4 de enero de 2019

*CFP* "WORKING THE FILM SCRIPT: HIDDEN PRODUCTION HISTORIES", SYMPOSIUM UNIVERSITY OF EXETER


Working the Film Script: Hidden Production Histories
Saturday 23rd March 2019
Keynote Speaker: Dr Melanie Williams (UEA)

A symposium to illuminate the otherwise hidden labour of individuals who work on/with film scripts, including screenwriters, continuity/script supervisors, script editors, text advisors/researchers, (sub)titlers, translators, authors of source texts (and their representatives), legislators, censors and other production roles. The symposium also invites prospective delegates to explore research on the production of screenplays, treatments, shooting scripts, subtitles, fan fiction, promotional synopses and other written ‘versions’ which may serve diverse cultural ends.

Film studies has increasingly relied upon collaborative models of authorship, but not necessarily at the expense of downplaying individual contributions.
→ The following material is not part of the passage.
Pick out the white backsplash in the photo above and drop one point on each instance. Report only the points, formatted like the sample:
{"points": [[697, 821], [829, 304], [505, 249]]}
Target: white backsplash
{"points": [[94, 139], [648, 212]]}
Recent production studies and feminist film historiographies strategically distinguish the work of academically marginalised agents from within their respective networks. Speakers are invited to debate case studies which demonstrate how the script (broadly understood) has been worked by underappreciated individuals, and their efforts to share or silo time, energy and expertise within hierarchical or communal production scenarios.

Overall, the symposium aims to evidence the act of scripting film narrative and style in historical production contexts, using wide-ranging examples of specialist labour: plotting shots, managing continuity, adapting films from/to literature, the iterative process of screenwriting, and so on. A second aim will be to provide pragmatic production histories that showcase novel methodological and/or archival resources, in keeping with the choice of venue: The Bill Douglas Cinema Museum. Among the Museum’s 75,000+ itemsare published and unpublished screenplays, novelisations of popular films (including the ‘Reader’s Library’ series), source texts, various filmmaking manuals, programmes and press books containing plot summaries, and relevant individual collections including those of Gavrik Losey (film producer), Pamela Davies (continuity supervisor), and the filmmaker Bill Douglas. A sample of items which thematically complement the symposium will be available for delegates to browse on the day.

If you would like to present a paper, please email a 250 word abstract and 100 word bio toscriptwork@exeter.ac.uk by 23rd January 2019. Preference will be given to papers which respond to one or more of the following provocations:

  1. What academically marginalised production roles are illuminated by researching script work in film, broadly understood? 
  2. How does scripting intersect with gender, class, racial and political identity? 
  3. How is script work influenced by transnational workflows, from subtitling dialogue for international audiences to exporting literary ‘properties’? 
  4. What methodological, archival and technological resources are available to researchers of script work in film?

Enquiries addressed toscriptwork@exeter.ac.uk will be checked by Steven Roberts (PhD Student and Museum Intern). The symposium is being coordinated by Steven during a six-month placement at the Bill Douglas Cinema Museum (where he is cataloguing the Pamela Davies collection), with organizational assistance from University of Exeter colleagues.